To me, this looks more like linear regression than logistic regression. You are trying to fit a linear model onto your data. It's different to a binary classification task where you would need to use a special kind of activation function (a sigmoid for instance) so that the output is either 0 or 1.
In this particular instance you want to solve a 2D linear problem given input x of shape (batch, x1, x2) (where x1 is trade_quantity and x2 is trade_value) and target (batch, y) (y being the stock_price).
So the objective is to find the best w and b matrices (weight matrix and bias column) so that x#w + b is the closest to y as possible, according to your criterion, the mean square error.

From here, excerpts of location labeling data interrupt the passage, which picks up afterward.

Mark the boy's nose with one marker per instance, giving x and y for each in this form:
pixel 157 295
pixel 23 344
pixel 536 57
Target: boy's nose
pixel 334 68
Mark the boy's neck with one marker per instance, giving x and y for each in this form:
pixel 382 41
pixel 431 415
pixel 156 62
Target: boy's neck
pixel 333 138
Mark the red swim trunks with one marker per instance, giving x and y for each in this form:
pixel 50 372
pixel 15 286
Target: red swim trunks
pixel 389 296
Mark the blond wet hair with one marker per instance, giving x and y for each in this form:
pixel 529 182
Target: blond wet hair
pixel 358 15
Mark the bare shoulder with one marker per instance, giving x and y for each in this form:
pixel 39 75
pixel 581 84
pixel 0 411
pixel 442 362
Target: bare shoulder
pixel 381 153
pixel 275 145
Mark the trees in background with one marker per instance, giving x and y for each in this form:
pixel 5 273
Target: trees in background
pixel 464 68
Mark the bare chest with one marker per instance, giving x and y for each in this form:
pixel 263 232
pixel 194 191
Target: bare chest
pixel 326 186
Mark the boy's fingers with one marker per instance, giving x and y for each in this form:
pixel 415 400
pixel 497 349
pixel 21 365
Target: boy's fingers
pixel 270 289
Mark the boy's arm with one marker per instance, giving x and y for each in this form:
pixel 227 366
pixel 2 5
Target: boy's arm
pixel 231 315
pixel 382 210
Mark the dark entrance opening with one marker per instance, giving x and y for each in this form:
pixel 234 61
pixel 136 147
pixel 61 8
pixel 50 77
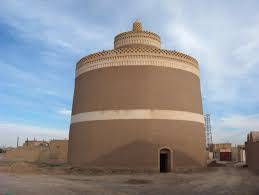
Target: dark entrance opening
pixel 165 163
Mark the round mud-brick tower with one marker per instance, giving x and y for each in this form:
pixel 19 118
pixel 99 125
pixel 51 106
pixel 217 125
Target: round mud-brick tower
pixel 137 107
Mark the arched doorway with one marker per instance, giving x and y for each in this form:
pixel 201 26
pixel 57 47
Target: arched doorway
pixel 165 160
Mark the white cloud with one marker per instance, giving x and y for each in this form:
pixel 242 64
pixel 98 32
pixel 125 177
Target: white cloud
pixel 10 132
pixel 49 23
pixel 65 112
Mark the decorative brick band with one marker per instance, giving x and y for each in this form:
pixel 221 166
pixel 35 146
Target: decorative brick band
pixel 137 60
pixel 137 114
pixel 141 52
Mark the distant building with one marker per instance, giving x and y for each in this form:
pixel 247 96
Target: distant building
pixel 252 151
pixel 40 151
pixel 137 107
pixel 221 151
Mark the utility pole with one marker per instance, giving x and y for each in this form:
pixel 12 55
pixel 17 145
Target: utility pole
pixel 17 143
pixel 208 129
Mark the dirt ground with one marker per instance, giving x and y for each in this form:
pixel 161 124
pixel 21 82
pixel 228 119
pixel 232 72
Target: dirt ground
pixel 31 178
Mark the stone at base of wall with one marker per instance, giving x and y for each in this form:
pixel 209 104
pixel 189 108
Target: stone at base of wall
pixel 103 171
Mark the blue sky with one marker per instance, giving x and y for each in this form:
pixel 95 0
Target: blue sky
pixel 41 41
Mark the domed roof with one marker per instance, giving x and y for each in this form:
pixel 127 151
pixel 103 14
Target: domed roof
pixel 137 38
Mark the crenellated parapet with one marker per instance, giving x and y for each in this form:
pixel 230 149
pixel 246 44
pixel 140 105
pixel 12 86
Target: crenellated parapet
pixel 138 56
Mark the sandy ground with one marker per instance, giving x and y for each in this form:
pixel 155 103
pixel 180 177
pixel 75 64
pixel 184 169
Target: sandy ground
pixel 214 180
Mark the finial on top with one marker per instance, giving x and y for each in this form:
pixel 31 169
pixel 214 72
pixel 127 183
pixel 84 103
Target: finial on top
pixel 137 26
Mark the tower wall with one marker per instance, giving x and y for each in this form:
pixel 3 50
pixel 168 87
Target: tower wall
pixel 133 101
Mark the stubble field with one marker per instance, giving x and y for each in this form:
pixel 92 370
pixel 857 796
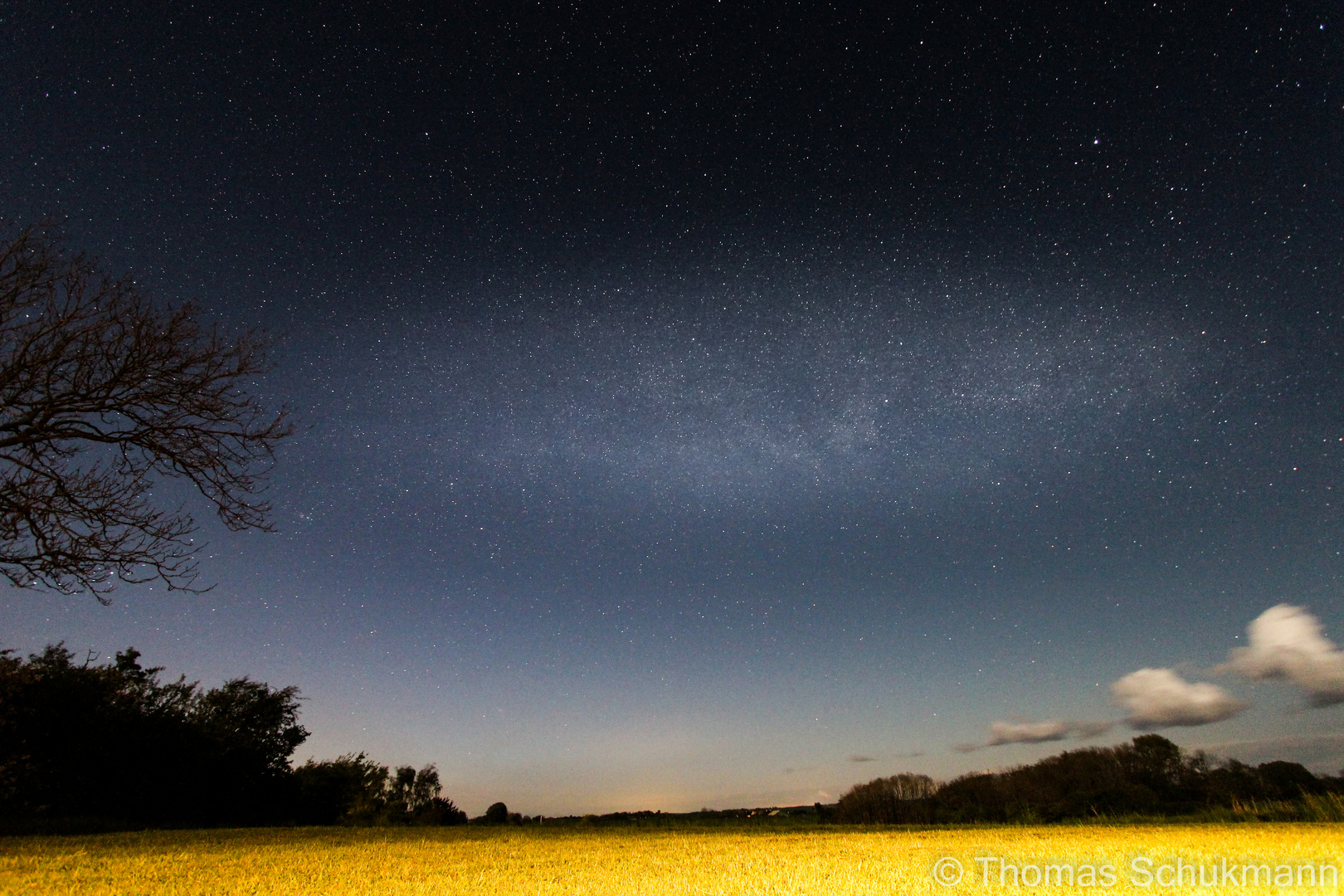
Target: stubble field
pixel 817 861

I would recommend normalizing your data so it stays in a [0, 1] range. You can do so by measuring the mean and standard deviation of inputs and targets.
inputs_min, inputs_max = inputs.min(axis=0).values, inputs.max(axis=0).values
targets_min, targets_max = targets.min(axis=0).values, targets.max(axis=0).values
Then applying the transformation:
x = (inputs - inputs_min)/(inputs_max - inputs_min)
y = (targets - targets_min)/(targets_max - targets_min)
Try changing your learning rate and have it run for multiple epochs.
lr = 1e-2
for epochs in range(100):
preds = model(x)
loss = mse(preds, y)
loss.backward()
with torch.no_grad():
w -= lr*w.grad
b -= lr*b.grad
w.grad.zero_()
b.grad.zero_()
I use a (1, 2) randomly initialized matrix for w (and a (1,) matrix for b):
w = torch.rand(1, 2)
w.requires_grad = True
b = torch.rand(1)
b.requires_grad = True
And got the following train loss over 100 epochs:
To find the right hyperparameters, it's better to have a validation set. This set will get normalized with the mean and std from the train set. It will be used to evaluate the performances at the end of each epoch on data that is 'unknown' to the model. Same goes for your test set, if you have one.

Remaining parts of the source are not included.